Translating Myself and Others
Posted: August 29, 2022 Filed under: Books, Language, Writing Leave a commentTranslating Myself and Others
Jhumpa Lahiri
Princeton University Press (May 17, 2022), 203 pages
Kindle edition $9.44, Amazon hardcover $19.79
When I read several years ago that Jhumpa Lahiri was moving to Italy and was going to start writing in Italian I had a couple of reactions. I wondered whether we were being deprived of one of our best storytellers in English. And I scratched my head, thinking that this was a rather odd decision. In Translating Myself and Others, Lahiri fills us in on why she made that decision.
The specific dates across the introduction and the various essays don’t sync up and had me somewhat confused, but the sequence of events is still clear. Lahiri decided she was in love with the Italian language so she moved there and began to write in Italian. She also became friendly with Italian authors whose work she later translated into English. At some point she returned to the United States to teach translation at Princeton but returned to Rome whenever academic holidays or sabbatical permitted.
The title of the book is an exact description of its contents. She writes about overcoming the fear of translating her own work from Italian into English, and she discusses translating the work of others, in particular novelist Domenico Starnone. Having lived in Italy, Lahiri has a fascination with the Roman poet Ovid and his work The Metamorphoses. She refers to passages from Ovid throughout the book and describes how she is working on a new translation with a Princeton classicist.

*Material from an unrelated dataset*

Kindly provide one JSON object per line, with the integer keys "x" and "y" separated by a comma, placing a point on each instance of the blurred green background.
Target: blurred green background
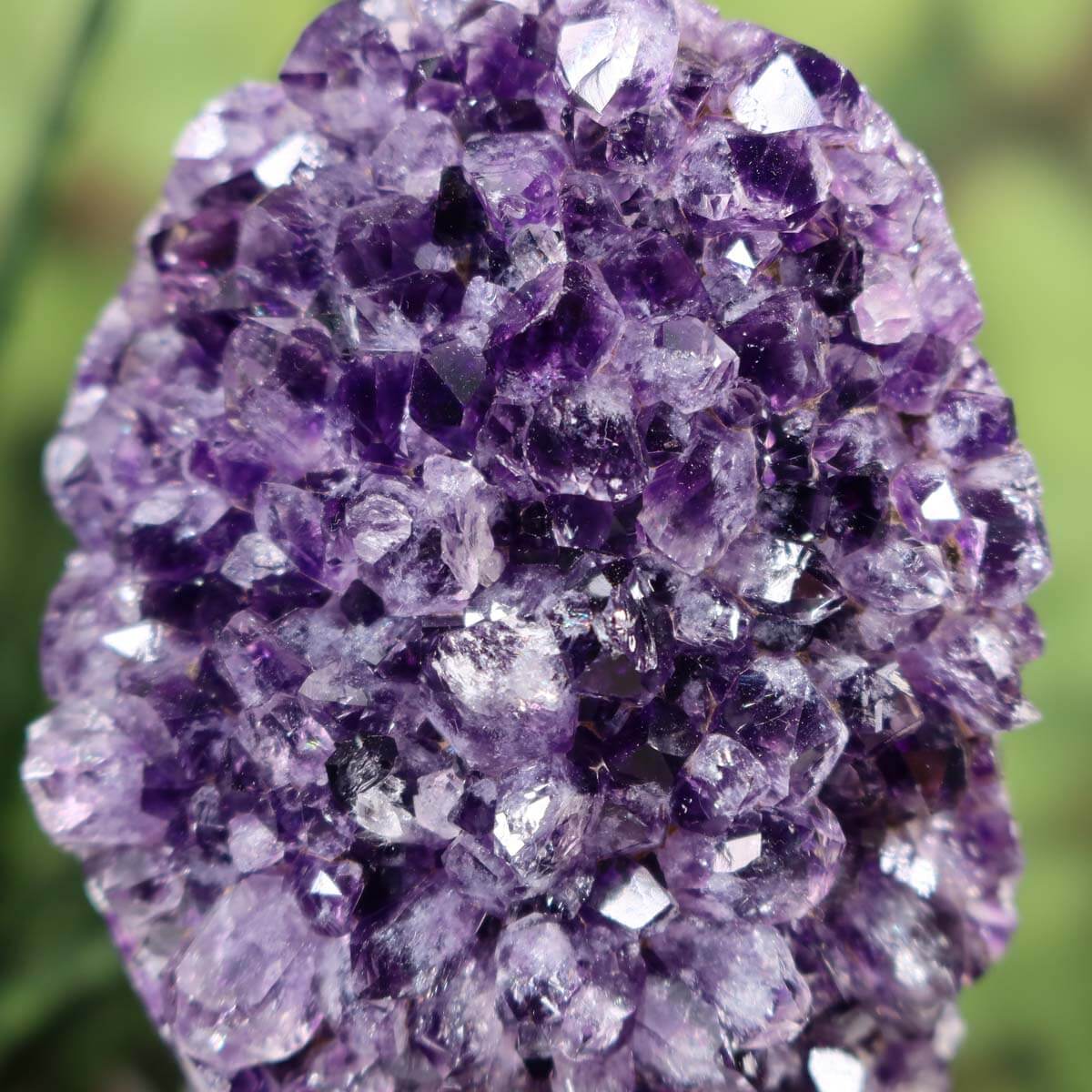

Lahiri is open to the criticism of her work. She writes that critics said that her Italian was not idiomatic. That is not the word they used, but that was the essence of their evaluation. She describes how American critics thought she was arrogant to write introductions to her translations of Starnone.
When she writes about the process of translation Lahiri includes the passage in its original language before providing the English version. She really wants the reader to understand what she is doing.
About translation Lahiri writes:
Translation has always been a controversial literary form, and those who are resistant to it or dismiss it complain that the resulting transformation is a “mere echo” of the original — that too much has been lost in the process of traveling from one language into another.
When I read those words this seemed like a rather narrow perspective, but if I am honest I know I can be guilty of taking such a view. Maybe that’s why most of what I read are books originally written in English. That is limiting, however. One book I thoroughly enjoyed was Travels with Herodotus by Ryszard Kapuscinski. I very much liked the writing, but the book I read was a translation into English from the original Polish. I do not know how well translator Klara Glowczewska reflected Kapuscinski’s Polish, but that didn’t interfere with my enjoyment of the book.
Another case in point: Isabel Allende. I know she writes in Spanish and her books are translated into English. I don’t know if she translates any of her work herself or if a translator is responsible for the English versions. What I know is that her literary fiction meets with high regard and that I am missing out on some good reading by overthinking these questions.
So, about translation: If the topic interests you be sure to read Translating Myself and Others. You’ll be glad you did.